Le cycle en est connu, avec ses rebondissements  de diverses sortes. S’est opérée  ainsi une nouvelle hiérarchisation du côté  des partis dits “administratifs” (RNI, MP,  UC et PAM): Akhannouch veut les faire  participer en bloc mais sans le PAM. Il  affirme un leadership s’apparentant à une  sorte de codirection de fait du prochain gouvernement, Benkirane ne pouvant pas  compter sur une majorité absolue avec le  PJD (125), le PPS (12) et le PI de Hamid  Chabat (46), ce dernier n’ayant pas une  place dans le cabinet mais assurant un  soutien critique au Parlement.

Rouleau compresseur
Comment tout cela finira-t-il après tant  de remue-ménage depuis pratiquement  quatre mois ? La situation de l’USFP de  Driss Lachgar est singulière. Après bien  des tergiversations, elle a rallié la position  du nouveau président du RNI, et elle  décroché la présidence de la Chambre  des représentants, confiée à Habib El  Malki. Mais celle du PAM est beaucoup  plus complexe. Voilà en effet un nouveau  parti, créé en 2009, et qui a été mis en  place pour faire face au PJD et pour diriger,  avec des alliés, le gouvernement en  2011.
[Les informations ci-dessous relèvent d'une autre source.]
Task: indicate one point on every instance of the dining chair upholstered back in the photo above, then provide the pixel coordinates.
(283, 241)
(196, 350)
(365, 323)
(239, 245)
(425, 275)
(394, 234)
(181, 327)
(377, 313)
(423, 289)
Le G8 lancé en octobre 2011 sous le label  “Alliance démocratique” avec le RNI,  le MP, l’UC et quatre autres formations  participait bien de cette démarche. Dans  l’optique du scrutin du 7 octobre 2016,  cette même préoccupation était établie  mais elle a été démentie par les urnes.

Que faire alors? Attendre de nouveau  un quinquennat, soit jusqu’à 2021, pour  espérer inverser le cours des choses?  Le PAM explique à l’envi qu’il est nécessaire  et qu’il est un rempart contre la  mouvance islamiste, dont le PJD est l’affichage  institutionnel. Mais des obstacles  de belle taille seront-ils surmontés? Quel  leadership? Quel programme? Quelles  structures organiques efficientes, attractives  et mobilisatrices face au rouleau  compresseur du PJD, devenu central et  incontournable? Cela relève des travaux  d’Hercule... Pour l’heure, en tout cas, le  PAM est stérilisé dans un champ politique  et social largement occupé sinon squatté  par son adversaire islamiste mais aussi ses  alliés– rivaux. Un parti encore utile?.